Moreover, the agency’s report Renewables 2021: Analysis and forecast to 2026 shows that the groundwork has been laid for further exceptional growth over the next five years.

Clean energy additions dominate

One of the most extraordinary shifts of the last decade has been the now near complete dominance of renewable energy in new capacity additions. Renewables are expected to account for almost 95 percent of the increase in global power capacity through 2026, the IEA says.

Global renewable energy capacity is expected to grow by over 60 percent by 2026, reaching more than 4,800 gigawatts, equivalent to the current capacity of fossil fuel power generation and nuclear combined. China is adding clean energy generation fastest and will account for 43 percent of all additions, followed by Europe, the US and India. In total, these markets will account for 80 percent of the new capacity.

The IEA forecasts that both China and Europe will overshoot their current 2030 targets for renewable energy. The US is expected to see a 65 percent more rapid expansion in 2021-2026, compared with the preceding five-year period, while India’s deployment of renewables is accelerating in pursuit of its ambitious target of 500 gigawatts by 2030.

Solar power, both utility-scale and residential, will account for 60 percent of additions. Following a record 110 gigawatts globally for onshore wind in 2020, the IEA sees additions of 75 gigawatts on average a year through 2026. Offshore wind additions should reach 26 gigawatts in 2026, as the sector expands into new markets beyond Europe and China.

Europe to exceed targets

Europe is expected to add 300 gigawatts of new renewable energy capacity, mostly solar and wind. Three-quarters of this come from seven markets: Germany, Spain, France, the Netherlands, Turkey, the UK and Poland, creating thousand of jobs in the process.

Key drivers are government targets and government-held capacity auctions, as well as the growth of corporate power purchasing agreements as private sector companies implement their own sustainability goals.

By 2026, the IEA estimates that the EU’s renewable energy capacity will reach 750 gigawatts, with the rate of new additions at 40 gigawatts/year on average.

Expansion challenges

Dispatchable renewable energy – hydropower, geothermal and bioenergy – is forecast to account for only 11 percent of the new additions, owing to higher costs, weak policy support and limited remuneration of flexibility services, such as storage and demand-side management.

This threatens an imbalance between variable and dispatchable power generation, underlining the IEA’s concern over a lack of support for flexibility services,  which facilitate the integration of more variable clean generation into national power systems.

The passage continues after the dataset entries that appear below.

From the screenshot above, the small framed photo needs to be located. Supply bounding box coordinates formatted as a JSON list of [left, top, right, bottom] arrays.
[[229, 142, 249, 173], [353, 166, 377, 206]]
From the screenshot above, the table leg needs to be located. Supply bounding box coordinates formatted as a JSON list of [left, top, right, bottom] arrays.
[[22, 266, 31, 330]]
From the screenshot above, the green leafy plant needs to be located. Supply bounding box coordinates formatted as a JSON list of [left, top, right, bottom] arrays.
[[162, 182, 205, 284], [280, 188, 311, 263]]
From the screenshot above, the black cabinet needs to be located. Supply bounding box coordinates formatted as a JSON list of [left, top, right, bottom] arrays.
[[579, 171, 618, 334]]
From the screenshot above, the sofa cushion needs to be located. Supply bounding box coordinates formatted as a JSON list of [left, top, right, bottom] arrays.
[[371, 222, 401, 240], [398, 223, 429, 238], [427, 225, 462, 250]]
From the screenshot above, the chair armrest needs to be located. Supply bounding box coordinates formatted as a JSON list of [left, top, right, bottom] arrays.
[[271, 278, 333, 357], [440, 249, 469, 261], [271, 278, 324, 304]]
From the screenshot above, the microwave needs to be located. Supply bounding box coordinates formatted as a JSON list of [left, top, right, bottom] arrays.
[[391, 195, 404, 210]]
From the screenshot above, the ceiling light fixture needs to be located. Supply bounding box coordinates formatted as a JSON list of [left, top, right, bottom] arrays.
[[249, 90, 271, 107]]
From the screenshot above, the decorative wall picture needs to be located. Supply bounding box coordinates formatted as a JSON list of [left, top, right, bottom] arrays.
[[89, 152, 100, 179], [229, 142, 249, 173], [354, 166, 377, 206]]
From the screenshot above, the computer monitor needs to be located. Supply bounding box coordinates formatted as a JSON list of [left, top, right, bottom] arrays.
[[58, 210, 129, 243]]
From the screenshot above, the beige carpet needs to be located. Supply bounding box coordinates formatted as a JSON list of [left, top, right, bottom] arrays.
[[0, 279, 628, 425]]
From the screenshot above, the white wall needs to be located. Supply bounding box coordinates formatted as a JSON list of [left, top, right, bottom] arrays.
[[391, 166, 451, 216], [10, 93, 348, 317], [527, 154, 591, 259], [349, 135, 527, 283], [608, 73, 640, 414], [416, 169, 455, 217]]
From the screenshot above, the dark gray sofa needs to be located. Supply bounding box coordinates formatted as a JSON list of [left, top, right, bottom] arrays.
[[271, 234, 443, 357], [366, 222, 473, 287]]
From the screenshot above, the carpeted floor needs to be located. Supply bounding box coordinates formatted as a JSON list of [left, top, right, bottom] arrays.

In addition, raw materials and transport prices have risen sharply over the last year, pushing up the investment costs for solar and onshore wind by about 25 percent, the IEA says.

Many developers won competitive auctions based on the expectation of continuously falling prices. As a result, the current commodity price shock, if sustained, could result in the delay of 100 gigawatts of contracted capacity, the IEA warns.

Yet, solar and onshore wind remain the most competitive forms of power generation. For the moment, the IEA says, rising materials costs are being outweighed by stronger policy support from governments and the impetus created by new pledges made at the COP26 meeting held in early November in Scotland.

Policy priorities

The IEA notes that despite the urgency of climate change, renewables – including electricity, heat, biofuels and biogas – have received just 11 percent of governments’ economic recovery spending on clean energy.

The agency says that greater government spending could mobilise more than 400 billion dollars in total investment terms. In particular, the IEA says, biogas and biofuels would benefit from enhanced economic recovery stimulus plans.

Furthermore, as it and sectoral associations have both warned previously, slow permitting and grid integration remain barriers to expansion across almost all countries. In developing economies, policy inconsistency, lack of grid connections and financial risks are also damaging investor confidence.

If governments make a concerted effort to address these challenges in the next 12-24 months, the rate of renewable expansion could be 25 percent higher, the IEA estimates, reaching more than 380 gigawatts/year.

This would go some way to closing the gap between current policies and a worldwide trajectory for net zero emissions by 2050, which, the IEA says, would require 80 percent more renewable energy deployment in the period 2021-26 than currently forecast.